Tracking Down Relatives, Visiting Graves Virtually

Jesse Veitch's tombstone in Arlington National Cemetery. Anne Cady

Jesse Veitch died a few years before his cousin Teddi Smith was born. Smith, whose parents died when she was 20, says finding lost family members makes her feel more connected. Anne Cady hide caption

itoggle caption Anne Cady

Anne Cady spends her Saturdays at Arlington National Cemetery in Virginia, searching for tombstones of people she never met. She admits that most people don't understand her hobby.

"Some people think it is kind of ghoulish," she says. "Others totally understand that it is just very peaceful. I've always enjoyed being out in cemeteries and mixing that with my love of puzzles. You know, there couldn't be anything better."

Cady is one of thousands of people who volunteer to take photos of tombstones for the Web site FindAGrave.com. The site links up people from across the United States — all over the world even — who want a photo of a tombstone but don't have the cash to get there and take the photo themselves.

On The Hunt

Camera slung around her neck, Cady laces up her shoes and heads to the cemetery. Among the graves she's hunting for today is that of Jesse Veith, a World War I veteran who fought in France in 1918.

She walks for almost an hour, stopping occasionally to glance at her notes. She knows she's getting close. She repeats the number "1556" out loud, like a mantra, as she combs through one section of the graveyard. Then she shouts.

"We have Jesse Veitch!"

But there's a problem. The tombstone reads V-E-I-T-H, not V-E-I-T-C-H. Cady isn't surprised. "These stones are not always perfectly right — they did a less-than-pristine job of getting names right."

Still, she takes a few photos and continues trudging through the cemetery.

Finding Graves Online

Jim Tipton started FindAGrave.com about 15 years ago as a place to post photos of tombstones for famous people like Al Capone and Karl Marx. Then people started putting up pictures of tombstones with only marginally famous names on them.

"At some point, I said, 'I am sick of drawing the lines of who is famous and who isn't. I'm just going to accept everyone,' " Tipton says. The floodgates opened. Since then, Find A Grave volunteers have taken over a half-million photos of tombstones.
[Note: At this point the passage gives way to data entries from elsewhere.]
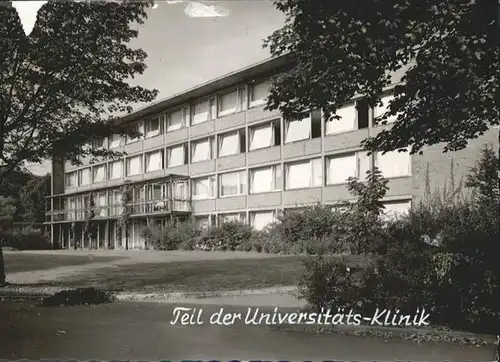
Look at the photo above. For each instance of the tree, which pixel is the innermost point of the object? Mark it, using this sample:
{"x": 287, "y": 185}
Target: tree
{"x": 32, "y": 197}
{"x": 63, "y": 84}
{"x": 345, "y": 48}
{"x": 7, "y": 210}
{"x": 66, "y": 82}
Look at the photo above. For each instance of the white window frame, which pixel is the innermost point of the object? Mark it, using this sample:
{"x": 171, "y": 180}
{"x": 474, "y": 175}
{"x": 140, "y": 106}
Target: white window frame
{"x": 80, "y": 178}
{"x": 184, "y": 118}
{"x": 112, "y": 141}
{"x": 110, "y": 170}
{"x": 148, "y": 155}
{"x": 276, "y": 183}
{"x": 259, "y": 127}
{"x": 238, "y": 107}
{"x": 103, "y": 166}
{"x": 68, "y": 177}
{"x": 148, "y": 133}
{"x": 229, "y": 134}
{"x": 257, "y": 102}
{"x": 242, "y": 183}
{"x": 169, "y": 155}
{"x": 312, "y": 175}
{"x": 359, "y": 171}
{"x": 350, "y": 105}
{"x": 141, "y": 165}
{"x": 307, "y": 119}
{"x": 140, "y": 129}
{"x": 406, "y": 154}
{"x": 254, "y": 213}
{"x": 379, "y": 111}
{"x": 212, "y": 186}
{"x": 211, "y": 145}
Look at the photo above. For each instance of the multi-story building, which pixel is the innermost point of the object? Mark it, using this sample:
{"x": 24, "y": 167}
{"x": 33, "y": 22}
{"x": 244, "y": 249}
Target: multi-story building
{"x": 213, "y": 153}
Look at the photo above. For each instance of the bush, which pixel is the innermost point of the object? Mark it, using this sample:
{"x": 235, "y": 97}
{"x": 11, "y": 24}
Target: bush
{"x": 26, "y": 238}
{"x": 229, "y": 236}
{"x": 171, "y": 237}
{"x": 442, "y": 256}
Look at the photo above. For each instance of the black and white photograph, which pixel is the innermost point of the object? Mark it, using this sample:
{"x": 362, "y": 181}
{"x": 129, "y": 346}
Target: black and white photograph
{"x": 250, "y": 180}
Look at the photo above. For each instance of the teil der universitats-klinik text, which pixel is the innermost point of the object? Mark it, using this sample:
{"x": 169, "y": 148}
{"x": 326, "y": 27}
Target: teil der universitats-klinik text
{"x": 253, "y": 316}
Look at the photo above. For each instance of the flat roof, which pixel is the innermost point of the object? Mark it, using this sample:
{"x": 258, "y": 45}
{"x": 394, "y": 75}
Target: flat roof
{"x": 244, "y": 74}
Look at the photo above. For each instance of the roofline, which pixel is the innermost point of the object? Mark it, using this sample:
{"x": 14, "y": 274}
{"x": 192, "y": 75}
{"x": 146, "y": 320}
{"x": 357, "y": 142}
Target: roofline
{"x": 266, "y": 66}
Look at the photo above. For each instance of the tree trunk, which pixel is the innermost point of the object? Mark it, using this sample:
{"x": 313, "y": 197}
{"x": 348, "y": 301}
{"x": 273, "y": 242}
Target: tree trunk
{"x": 2, "y": 268}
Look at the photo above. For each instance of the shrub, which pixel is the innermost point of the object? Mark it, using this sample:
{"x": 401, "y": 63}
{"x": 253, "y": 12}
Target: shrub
{"x": 172, "y": 236}
{"x": 229, "y": 236}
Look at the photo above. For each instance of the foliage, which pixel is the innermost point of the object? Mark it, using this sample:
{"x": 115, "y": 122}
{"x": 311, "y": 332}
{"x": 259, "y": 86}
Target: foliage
{"x": 32, "y": 196}
{"x": 171, "y": 237}
{"x": 449, "y": 51}
{"x": 442, "y": 256}
{"x": 229, "y": 236}
{"x": 82, "y": 296}
{"x": 62, "y": 84}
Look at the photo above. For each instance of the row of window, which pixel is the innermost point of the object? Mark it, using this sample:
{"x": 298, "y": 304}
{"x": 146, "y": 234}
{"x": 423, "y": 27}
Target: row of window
{"x": 262, "y": 218}
{"x": 300, "y": 175}
{"x": 353, "y": 115}
{"x": 230, "y": 143}
{"x": 202, "y": 111}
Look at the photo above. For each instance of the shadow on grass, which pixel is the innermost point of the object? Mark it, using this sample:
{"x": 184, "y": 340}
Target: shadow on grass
{"x": 24, "y": 262}
{"x": 199, "y": 276}
{"x": 81, "y": 296}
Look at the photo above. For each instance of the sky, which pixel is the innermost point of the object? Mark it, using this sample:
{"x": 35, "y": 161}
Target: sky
{"x": 185, "y": 51}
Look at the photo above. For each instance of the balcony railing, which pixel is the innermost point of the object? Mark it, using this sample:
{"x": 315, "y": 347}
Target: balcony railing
{"x": 136, "y": 208}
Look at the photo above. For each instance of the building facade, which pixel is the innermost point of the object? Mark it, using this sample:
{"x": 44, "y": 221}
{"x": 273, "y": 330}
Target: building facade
{"x": 214, "y": 154}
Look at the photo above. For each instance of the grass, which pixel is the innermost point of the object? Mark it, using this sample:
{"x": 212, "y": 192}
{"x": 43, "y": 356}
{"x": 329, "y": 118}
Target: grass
{"x": 20, "y": 262}
{"x": 195, "y": 276}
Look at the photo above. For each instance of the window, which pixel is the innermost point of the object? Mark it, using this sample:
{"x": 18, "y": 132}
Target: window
{"x": 233, "y": 217}
{"x": 136, "y": 128}
{"x": 154, "y": 161}
{"x": 71, "y": 179}
{"x": 202, "y": 222}
{"x": 134, "y": 165}
{"x": 231, "y": 102}
{"x": 98, "y": 143}
{"x": 154, "y": 127}
{"x": 203, "y": 188}
{"x": 202, "y": 150}
{"x": 259, "y": 93}
{"x": 265, "y": 179}
{"x": 304, "y": 174}
{"x": 176, "y": 156}
{"x": 393, "y": 164}
{"x": 341, "y": 167}
{"x": 99, "y": 173}
{"x": 84, "y": 177}
{"x": 203, "y": 111}
{"x": 347, "y": 114}
{"x": 233, "y": 183}
{"x": 394, "y": 209}
{"x": 379, "y": 111}
{"x": 115, "y": 141}
{"x": 177, "y": 119}
{"x": 260, "y": 219}
{"x": 298, "y": 129}
{"x": 261, "y": 136}
{"x": 116, "y": 169}
{"x": 232, "y": 143}
{"x": 100, "y": 204}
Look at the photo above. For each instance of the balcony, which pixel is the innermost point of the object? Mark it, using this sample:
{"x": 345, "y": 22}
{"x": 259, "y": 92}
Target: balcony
{"x": 156, "y": 197}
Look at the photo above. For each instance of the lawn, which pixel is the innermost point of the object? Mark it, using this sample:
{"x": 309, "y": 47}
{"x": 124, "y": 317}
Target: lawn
{"x": 194, "y": 276}
{"x": 24, "y": 262}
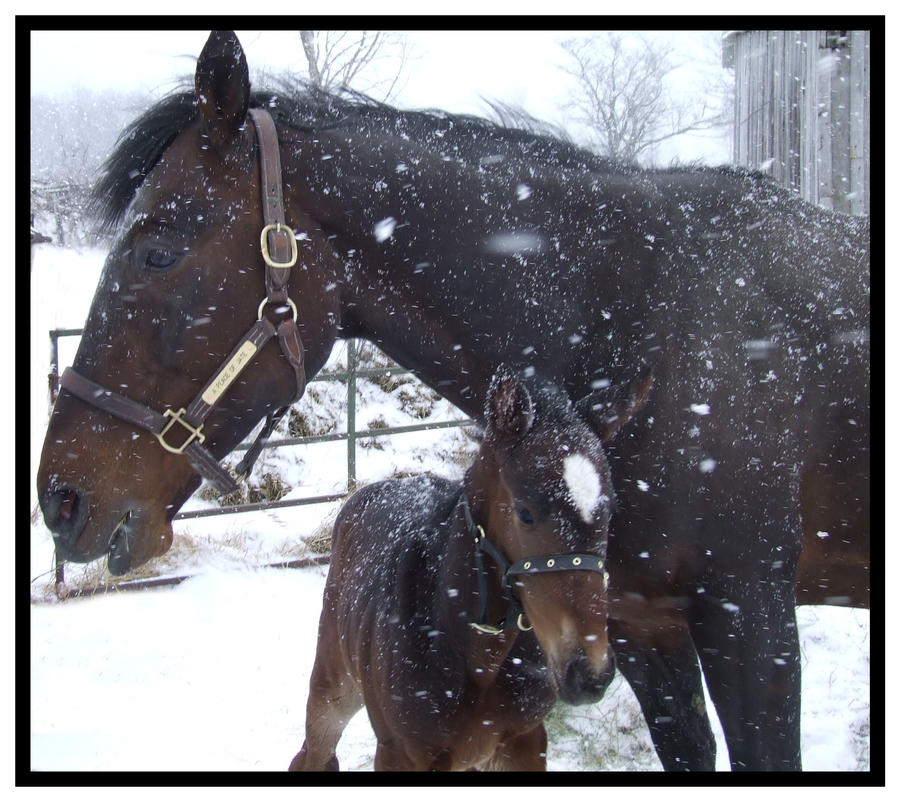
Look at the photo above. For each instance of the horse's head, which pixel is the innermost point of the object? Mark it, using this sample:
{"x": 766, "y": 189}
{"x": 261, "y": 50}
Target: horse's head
{"x": 543, "y": 486}
{"x": 184, "y": 284}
"We're now adding names at 40,000 a day or something like that, which is higher than the death rate in the U.S.," Tipton says. "So we are kind of gaining ground on U.S. burials."

A Family Member Found

Cady's search for Veitch's tombstone was requested by his cousin, Teddi Smith. Smith, 63, started tracking her family history almost a decade ago.

"I would love to be able to sit down with my mother at this point and ask her a zillion questions, but those are questions that I'll never get answered," Smith says.

Her parents died when she was 20, so Smith has had to learn about a lot of her family through historical documents and Web sites like Find A Grave. She lives in Florida, and although she never met Veitch, she says getting to know family members like him — whether dead or alive — makes her feel more whole, more connected.

"There's actually an emotional attachment that you get when you actually see the picture of the grave marker," Smith says. "You can put that in your family tree, and they are no longer just a name and some dates."

On the Find A Grave Web site, Smith finally sees Cady's photos of Veitch's tombstone. She's ecstatic.

"Oh my goodness," she breathes. "Oh my goodness. That is just beautiful. I have goosebumps everywhere. Yeah, it's misspelled, but yeah, that's him."

Now that she has seen the grave, Smith can call Arlington National Cemetery and get a new headstone — with the right spelling. And once the new one is up, she says, she's going to want another photo.